A l’approche du petit chemin sur la droite, je m’élance devant Max et m’apprête à obliquer pour voir si ma belle est au rendez-vous, mais Max tire sèchement sur la laisse pour poursuivre notre route sur un rythme accéléré. Au bout d’un kilomètre de cette course, Max fait brusquement demi-tour et nous repartons en sens inverse. Je me dis alors que j’ai une seconde chance et qu’en repassant devant le petit chemin, il comprendra cette fois, où je veux aller. Rien à faire, nous reprenons notre train d’enfer et un kilomètre plus loin nous rebroussons à nouveau chemin. Nous faisons ainsi une quinzaine d’allers -retours.
Je n’ai jamais fait une promenade aussi épuisante et inintéressante ! Même pas le temps de faire mes besoins ou de renifler un peu le territoire !
Et puis ce supplice de Tantale à chaque fois que nous passons devant le petit chemin dans le bois.
Je suis furieux et quand je vois devant moi le postérieur rebondi de Max, moulé dans son drôle de pantalon collant, il me prend une impérieuse envie de planter mes crocs dedans.
Heureusement ce manège infernal prend fin, je suis épuisé et les coussinets de mes pattes irrités par le macadam de la route, sont en feu
Max me dépose devant notre maison. Quand il glisse le petit papier sous mon collier, je me sens offensé dans ma dignité, c’est que j’ai mon amour propre, j’ai une réputation à tenir, je ne suis pas un chien facile ! Et puis que faire de ce papier, j’aurais préféré un sucre !
Avant de rentrer dans la maison, je me jette sur le petit bassin dans le jardin pour y boire un litre d’eau tant je suis assoiffé, je crois bien avoir avalé un ou deux poissons rouges au passage…
Benji est absorbé par le montage d’un film sur son ordinateur et ne s’aperçoit même pas de mon état d’épuisement lorsque je m’affale sur le canapé.
Jour 7
Encore 8 h du matin et encore Max, sautillant avec impatience devant le portillon du jardin !

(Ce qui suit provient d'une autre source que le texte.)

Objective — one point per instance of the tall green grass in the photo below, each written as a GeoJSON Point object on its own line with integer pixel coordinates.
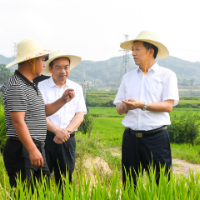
{"type": "Point", "coordinates": [83, 188]}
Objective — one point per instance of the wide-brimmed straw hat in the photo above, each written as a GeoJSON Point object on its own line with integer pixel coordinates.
{"type": "Point", "coordinates": [27, 49]}
{"type": "Point", "coordinates": [149, 37]}
{"type": "Point", "coordinates": [74, 60]}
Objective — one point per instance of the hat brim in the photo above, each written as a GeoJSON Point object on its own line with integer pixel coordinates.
{"type": "Point", "coordinates": [21, 59]}
{"type": "Point", "coordinates": [74, 61]}
{"type": "Point", "coordinates": [162, 50]}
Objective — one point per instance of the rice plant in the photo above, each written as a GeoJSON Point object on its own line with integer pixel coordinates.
{"type": "Point", "coordinates": [83, 189]}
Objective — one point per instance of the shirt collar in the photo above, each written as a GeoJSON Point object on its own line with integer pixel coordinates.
{"type": "Point", "coordinates": [154, 68]}
{"type": "Point", "coordinates": [26, 81]}
{"type": "Point", "coordinates": [52, 83]}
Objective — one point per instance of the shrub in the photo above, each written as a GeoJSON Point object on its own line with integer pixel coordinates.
{"type": "Point", "coordinates": [87, 124]}
{"type": "Point", "coordinates": [184, 129]}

C’est fois c’est trop ! Moi qui suis normalement si calme, je ressens un violent sentiment de révolte ! Mon sang ne fait qu’un tour, dès que Benji ouvre la porte, je me jette vers Max en grondant et en découvrant tous mes crocs. Si je n’avais pas le poil si ras, je me hérisserais pour doubler de volume et si j’étais un ours je me dresserais sur mes pattes arrière.
Benji commence à se dire qu’il a peut être poussé le bouchon un peu trop loin dans sa quête de « petits papiers » et commence seulement à éprouver les remords d’un honnête proxénète tout de même un peu soucieux du bien-être de son personnel.
Max, lui, est très surpris de mon attitude mais pas vraiment effrayé, ma réputation de bon toutou ne rendant pas très crédible mon simulacre d’agressivité.
Je redouble donc de grognements et accentue ma posture menaçante mais Max ne semble toujours pas convaincu.
A force de me racler la gorge pour mieux grogner, je suis soudain pris d’une violente quinte de toux.
Enfin Max réagit et la peur apparaît dans ses yeux écarquillés, il fait prestement demi -tour, en se cachant de la main, la bouche et le nez.
Bon débarras !
Je crois que je peux faire confiance à Max pour répéter à tout le voisinage que le brave Bolduc a été contaminé par un virus combinant le covid et la rage, et que je vais enfin pouvoir apprécier paisiblement les joies du confinement en rêvant de ma belle cousine.